As máscaras igualam a todos num ciclo de dor, ódio, arrependimento e desejo de vingança e justiça. As identidades tendem a se confundir no anonimato e na homogeneidade das máscaras, ecoando a incerteza dos mexicanos sobre quem está de que lado. Os depoimentos são cheios de autoconsciência, sofrimento e uma aparente franqueza que atravessa as máscaras. Mesmo os “coadjuvantes” estão mascarados. É um uso impactante do modelo de “cabeças falantes”.

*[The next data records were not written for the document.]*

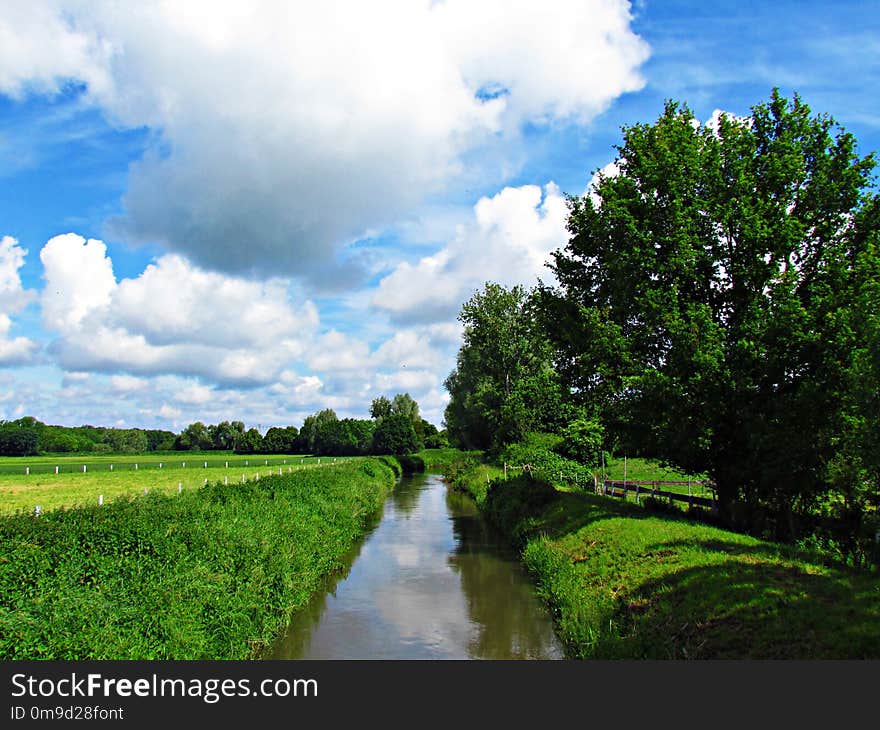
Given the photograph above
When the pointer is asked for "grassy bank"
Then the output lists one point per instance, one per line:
(129, 476)
(211, 573)
(624, 582)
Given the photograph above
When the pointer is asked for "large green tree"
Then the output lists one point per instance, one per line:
(712, 298)
(503, 385)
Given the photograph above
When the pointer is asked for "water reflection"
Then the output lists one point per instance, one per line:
(431, 581)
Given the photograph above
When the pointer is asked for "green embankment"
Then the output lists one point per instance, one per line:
(211, 573)
(625, 582)
(118, 476)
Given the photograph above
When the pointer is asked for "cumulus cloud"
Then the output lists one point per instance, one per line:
(173, 318)
(283, 130)
(508, 241)
(13, 299)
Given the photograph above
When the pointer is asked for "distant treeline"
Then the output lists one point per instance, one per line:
(394, 428)
(27, 436)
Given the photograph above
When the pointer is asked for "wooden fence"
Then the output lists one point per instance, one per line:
(614, 488)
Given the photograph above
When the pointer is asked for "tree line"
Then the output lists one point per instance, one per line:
(717, 306)
(395, 427)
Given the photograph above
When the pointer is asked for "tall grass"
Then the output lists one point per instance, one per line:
(209, 574)
(625, 582)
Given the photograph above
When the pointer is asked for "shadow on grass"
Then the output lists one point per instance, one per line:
(748, 605)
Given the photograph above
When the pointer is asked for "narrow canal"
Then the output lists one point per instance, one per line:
(432, 580)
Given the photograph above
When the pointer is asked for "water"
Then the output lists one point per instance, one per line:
(432, 580)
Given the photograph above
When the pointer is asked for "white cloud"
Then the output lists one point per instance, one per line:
(13, 299)
(284, 129)
(79, 281)
(173, 318)
(508, 241)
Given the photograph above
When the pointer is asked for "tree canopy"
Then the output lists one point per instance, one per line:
(717, 300)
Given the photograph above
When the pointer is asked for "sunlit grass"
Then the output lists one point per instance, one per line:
(72, 487)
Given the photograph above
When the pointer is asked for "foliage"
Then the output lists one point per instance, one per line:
(537, 455)
(503, 384)
(249, 442)
(212, 573)
(395, 435)
(196, 436)
(18, 440)
(582, 441)
(308, 434)
(281, 440)
(717, 304)
(625, 584)
(379, 408)
(344, 437)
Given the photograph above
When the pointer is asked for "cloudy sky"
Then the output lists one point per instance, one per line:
(220, 210)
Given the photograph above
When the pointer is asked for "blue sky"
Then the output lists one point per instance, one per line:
(252, 211)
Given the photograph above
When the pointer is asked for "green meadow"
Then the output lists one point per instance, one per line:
(628, 582)
(212, 573)
(117, 476)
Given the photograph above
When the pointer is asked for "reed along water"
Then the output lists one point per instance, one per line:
(432, 580)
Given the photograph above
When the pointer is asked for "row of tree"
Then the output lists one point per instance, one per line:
(25, 436)
(717, 306)
(396, 427)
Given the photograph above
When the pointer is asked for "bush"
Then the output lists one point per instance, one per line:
(395, 435)
(537, 456)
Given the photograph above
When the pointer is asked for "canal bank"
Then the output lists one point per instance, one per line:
(431, 580)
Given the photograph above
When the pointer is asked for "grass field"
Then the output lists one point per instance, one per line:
(625, 582)
(649, 470)
(212, 573)
(129, 476)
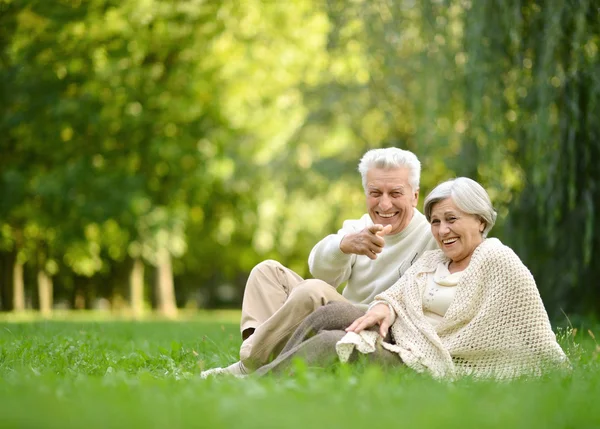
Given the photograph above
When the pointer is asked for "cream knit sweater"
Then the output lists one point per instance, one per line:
(366, 277)
(495, 327)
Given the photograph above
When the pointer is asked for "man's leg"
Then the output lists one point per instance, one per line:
(270, 337)
(267, 289)
(334, 316)
(319, 351)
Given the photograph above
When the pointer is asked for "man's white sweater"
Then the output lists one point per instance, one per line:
(366, 277)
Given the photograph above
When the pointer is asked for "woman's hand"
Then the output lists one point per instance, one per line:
(377, 315)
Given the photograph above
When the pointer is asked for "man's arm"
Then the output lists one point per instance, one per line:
(332, 258)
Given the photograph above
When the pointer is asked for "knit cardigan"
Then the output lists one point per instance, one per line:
(496, 326)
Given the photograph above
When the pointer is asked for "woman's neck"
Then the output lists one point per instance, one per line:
(456, 266)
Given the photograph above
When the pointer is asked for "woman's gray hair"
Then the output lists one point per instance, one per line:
(468, 195)
(391, 157)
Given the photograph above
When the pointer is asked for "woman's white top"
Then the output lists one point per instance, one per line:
(439, 293)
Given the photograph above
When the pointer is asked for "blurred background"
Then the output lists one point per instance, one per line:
(153, 151)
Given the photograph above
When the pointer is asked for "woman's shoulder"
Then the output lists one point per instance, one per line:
(492, 250)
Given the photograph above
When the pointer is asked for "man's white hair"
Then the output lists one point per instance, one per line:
(388, 158)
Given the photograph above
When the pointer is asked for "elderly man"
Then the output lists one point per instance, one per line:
(370, 254)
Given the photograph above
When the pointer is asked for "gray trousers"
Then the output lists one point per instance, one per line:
(315, 338)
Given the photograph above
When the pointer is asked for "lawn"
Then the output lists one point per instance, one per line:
(87, 373)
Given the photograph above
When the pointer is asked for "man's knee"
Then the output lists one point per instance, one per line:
(313, 291)
(328, 339)
(266, 266)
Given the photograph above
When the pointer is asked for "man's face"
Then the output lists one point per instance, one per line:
(390, 199)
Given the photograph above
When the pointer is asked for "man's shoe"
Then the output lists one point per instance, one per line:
(235, 369)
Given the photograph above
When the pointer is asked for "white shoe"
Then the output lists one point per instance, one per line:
(236, 369)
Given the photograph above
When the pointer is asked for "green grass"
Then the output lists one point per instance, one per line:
(112, 374)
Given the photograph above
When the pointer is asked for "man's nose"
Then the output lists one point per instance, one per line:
(385, 203)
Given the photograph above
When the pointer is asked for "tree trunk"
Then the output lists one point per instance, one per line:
(165, 290)
(45, 292)
(18, 287)
(136, 288)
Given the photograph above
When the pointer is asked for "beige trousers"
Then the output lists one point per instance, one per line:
(276, 300)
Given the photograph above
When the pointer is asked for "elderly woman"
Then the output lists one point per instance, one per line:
(471, 308)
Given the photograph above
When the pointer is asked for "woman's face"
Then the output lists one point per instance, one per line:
(456, 232)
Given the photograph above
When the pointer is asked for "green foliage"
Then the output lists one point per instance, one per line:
(127, 374)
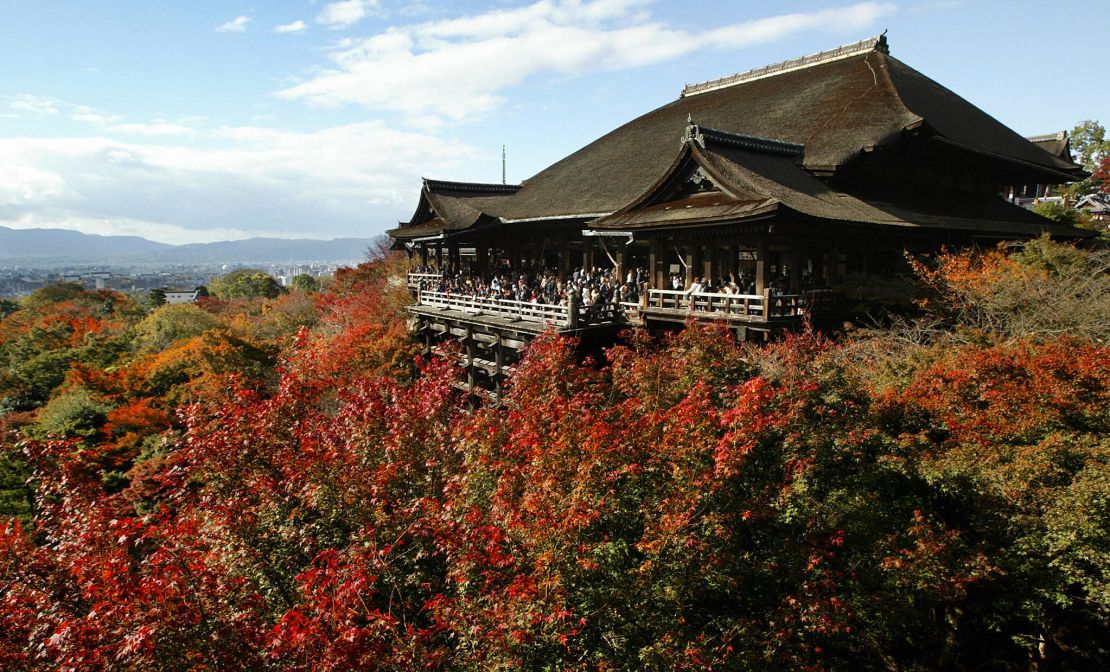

Meninas lembram de como seus pais foram sequestrados para nunca mais serem vistos. Uma mãe procurou pelos quatro filhos desaparecidos até encontrar seus corpos enterrados no deserto. Jovens sicários contam como se sentiam ao fuzilar devedores do tráfico ou mesmo suas famílias, incluindo crianças (ganhavam até 3.000 dólares por um assassinato). Um traficante diz como foi detido e torturado por policiais. Um desertor do exército fala de como se dispunha até a matar inocentes (“Somos especialistas em cumprir ordens”). Um justiceiro paramilitar explica a “necessidade” de seu trabalho quando a justiça oficial não funciona.
A LIBERDADE DO DIABO é um filme altamente dramático, com desenho sonoro muito climático, trilha sonora de tensão gelada e ótima fotografia. É poderoso o efeito obtido pelas máscaras e o olhar e a voz densos dos depoentes. No final, um silêncio ensurdecedor ocupa o lugar das falas. É quando a mãe de quatro mortos retira a máscara e revela seu rosto, o único a aparecer em todo o filme.
Atualização: este filme venceu o Prêmio Fênix de melhor documentário iberoamericano em 2017.